The warehouse retailer has never raised the price on its hot dog combo, a fixture in the store’s food courts since 1985. Even with the U.S. inflation rate at a more than four-decade high, Costco has no plans to adjust hot dog combo prices in the future either.
“That $1.50 price point has been sacrosanct from the very beginning,” said richard Galanti, chief financial officer at Costco.
He said the company sells about 130 million hot dogs annually at its food courts within its 833 warehouses. “It’s become somewhat of a signature item for us,” he said.
Mr. Galanti declined to say whether the company intends to raise membership fees, which start at $60 a year. He noted that the company typically increases membership fees about every five years. The company last raised its fees in 2017.

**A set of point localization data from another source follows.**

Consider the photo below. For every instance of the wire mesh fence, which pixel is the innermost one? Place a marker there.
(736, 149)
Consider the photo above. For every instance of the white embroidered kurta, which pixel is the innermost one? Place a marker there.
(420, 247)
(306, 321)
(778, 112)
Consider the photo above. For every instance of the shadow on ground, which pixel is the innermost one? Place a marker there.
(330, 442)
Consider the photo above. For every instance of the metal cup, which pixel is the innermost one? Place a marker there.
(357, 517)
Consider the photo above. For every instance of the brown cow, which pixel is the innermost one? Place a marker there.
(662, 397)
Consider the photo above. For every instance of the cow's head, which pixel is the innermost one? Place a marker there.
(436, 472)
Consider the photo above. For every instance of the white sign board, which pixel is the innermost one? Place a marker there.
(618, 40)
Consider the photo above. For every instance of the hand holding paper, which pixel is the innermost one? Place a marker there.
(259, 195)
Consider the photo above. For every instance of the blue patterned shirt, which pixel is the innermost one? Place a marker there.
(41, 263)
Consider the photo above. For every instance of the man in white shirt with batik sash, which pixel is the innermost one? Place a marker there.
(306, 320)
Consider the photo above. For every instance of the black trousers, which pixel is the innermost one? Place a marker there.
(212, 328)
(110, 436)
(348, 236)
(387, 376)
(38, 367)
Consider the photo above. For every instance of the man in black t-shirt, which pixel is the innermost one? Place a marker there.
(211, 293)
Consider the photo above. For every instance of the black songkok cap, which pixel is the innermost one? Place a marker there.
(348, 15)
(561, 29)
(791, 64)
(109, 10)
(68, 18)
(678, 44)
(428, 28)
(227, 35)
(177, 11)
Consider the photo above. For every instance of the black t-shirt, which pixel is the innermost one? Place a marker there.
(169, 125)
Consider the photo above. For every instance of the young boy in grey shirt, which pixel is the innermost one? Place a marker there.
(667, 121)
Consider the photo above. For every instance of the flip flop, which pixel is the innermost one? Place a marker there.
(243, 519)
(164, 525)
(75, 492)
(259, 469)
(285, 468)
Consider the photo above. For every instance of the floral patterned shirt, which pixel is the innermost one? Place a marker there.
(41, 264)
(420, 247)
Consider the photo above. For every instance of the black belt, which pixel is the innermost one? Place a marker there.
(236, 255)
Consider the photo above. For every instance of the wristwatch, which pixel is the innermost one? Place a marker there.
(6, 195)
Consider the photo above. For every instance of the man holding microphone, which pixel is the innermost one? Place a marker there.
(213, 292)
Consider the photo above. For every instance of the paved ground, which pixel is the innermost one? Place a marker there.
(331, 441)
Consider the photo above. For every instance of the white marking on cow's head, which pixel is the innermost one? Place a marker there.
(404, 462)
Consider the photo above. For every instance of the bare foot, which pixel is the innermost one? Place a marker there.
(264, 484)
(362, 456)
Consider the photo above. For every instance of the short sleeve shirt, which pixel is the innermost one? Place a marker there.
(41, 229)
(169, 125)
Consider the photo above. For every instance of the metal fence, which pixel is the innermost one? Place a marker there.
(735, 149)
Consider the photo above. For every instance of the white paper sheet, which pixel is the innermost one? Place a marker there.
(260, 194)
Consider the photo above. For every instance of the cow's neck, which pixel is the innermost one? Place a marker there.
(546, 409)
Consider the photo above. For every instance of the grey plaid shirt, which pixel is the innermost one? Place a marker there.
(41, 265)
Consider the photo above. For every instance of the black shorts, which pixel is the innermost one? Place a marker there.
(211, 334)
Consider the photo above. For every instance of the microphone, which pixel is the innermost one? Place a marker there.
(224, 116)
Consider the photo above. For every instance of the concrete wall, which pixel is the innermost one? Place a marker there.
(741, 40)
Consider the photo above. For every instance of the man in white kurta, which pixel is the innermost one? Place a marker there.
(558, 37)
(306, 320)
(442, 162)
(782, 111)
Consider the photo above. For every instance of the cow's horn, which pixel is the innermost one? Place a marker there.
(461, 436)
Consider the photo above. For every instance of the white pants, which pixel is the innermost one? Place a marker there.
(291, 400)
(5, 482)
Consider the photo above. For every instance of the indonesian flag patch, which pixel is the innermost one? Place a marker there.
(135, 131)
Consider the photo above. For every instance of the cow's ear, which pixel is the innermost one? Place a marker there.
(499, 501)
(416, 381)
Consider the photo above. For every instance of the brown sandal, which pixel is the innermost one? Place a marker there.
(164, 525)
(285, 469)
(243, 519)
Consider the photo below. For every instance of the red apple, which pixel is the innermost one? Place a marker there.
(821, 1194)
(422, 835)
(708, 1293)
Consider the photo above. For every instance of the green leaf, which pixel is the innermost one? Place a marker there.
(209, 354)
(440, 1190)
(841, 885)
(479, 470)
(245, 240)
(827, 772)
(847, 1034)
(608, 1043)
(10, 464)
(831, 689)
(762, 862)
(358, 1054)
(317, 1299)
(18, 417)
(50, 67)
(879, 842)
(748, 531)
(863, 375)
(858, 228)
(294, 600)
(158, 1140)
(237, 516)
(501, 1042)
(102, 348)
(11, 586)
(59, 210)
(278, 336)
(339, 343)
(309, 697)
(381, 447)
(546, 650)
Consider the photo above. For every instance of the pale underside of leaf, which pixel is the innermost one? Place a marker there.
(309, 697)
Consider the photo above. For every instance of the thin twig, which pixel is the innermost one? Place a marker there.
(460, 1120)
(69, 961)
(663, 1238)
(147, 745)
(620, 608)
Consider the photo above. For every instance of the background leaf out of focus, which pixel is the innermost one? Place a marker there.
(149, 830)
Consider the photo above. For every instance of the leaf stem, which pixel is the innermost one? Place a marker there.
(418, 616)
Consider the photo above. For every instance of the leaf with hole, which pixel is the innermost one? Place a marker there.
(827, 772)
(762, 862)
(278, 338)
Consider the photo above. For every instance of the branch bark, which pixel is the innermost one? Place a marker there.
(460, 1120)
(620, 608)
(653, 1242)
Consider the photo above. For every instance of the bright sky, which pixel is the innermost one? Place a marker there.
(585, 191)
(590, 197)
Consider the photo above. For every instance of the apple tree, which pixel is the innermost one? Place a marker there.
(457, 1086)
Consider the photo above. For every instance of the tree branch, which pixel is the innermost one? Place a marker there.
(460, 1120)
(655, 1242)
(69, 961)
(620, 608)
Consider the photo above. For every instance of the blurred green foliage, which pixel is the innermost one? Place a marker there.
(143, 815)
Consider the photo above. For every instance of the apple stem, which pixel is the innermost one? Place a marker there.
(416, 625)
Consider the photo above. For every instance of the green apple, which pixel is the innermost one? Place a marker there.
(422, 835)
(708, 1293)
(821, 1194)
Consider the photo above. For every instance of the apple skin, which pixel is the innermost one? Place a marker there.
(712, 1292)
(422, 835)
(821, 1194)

The hot dog combo, however, is off limits.
If the price of the hot dog combo kept up with the rate of inflation, it would cost about $4.13 today, according to the Bureau of Labor Statistics.
Costco originally sold kosher beef hot dogs when the hot dog combo made its debut in the 1980s, Mr. Galanti said. The company was selling so many hot dogs that it decided to build its own hot dog factory in central California to increase its supply and lower costs. Costco opened the plant in Tracy, Calif., in 2011 and switched to making a non-kosher beef hot dog, he said.
Now Costco’s 250,000-square-foot hot dog plant in Tracy makes two items—a large hot dog that gets sold at Costco’s food courts and regular-sized hot dogs that the warehouse club sells in packs, Mr. Galanti said.
Costco added hot dog capacity at a meat plant in Morris, Ill., in 2018, Mr. Galanti said. The meat plants in Illinois and California are now churning out about 300 million #hotdogs a year, Mr. Galanti said.
Even Costco’s co-founder has had strong feelings about the frankfurter.
At a 2018 luncheon, Costco Wholesale Chief Executive W. Craig Jelinek recounted how he once told the company’s co-founder Jim Sinegal they needed to raise the price of hot dogs. “I said, ‘Jim, we can’t sell this hot dog for a buck fifty,’” Mr. Jelinek said. “‘We are losing our rear ends.’ And he said, ‘If you raise the effing hot dog, I will kill you. Figure it out.’ That’s all I really needed.”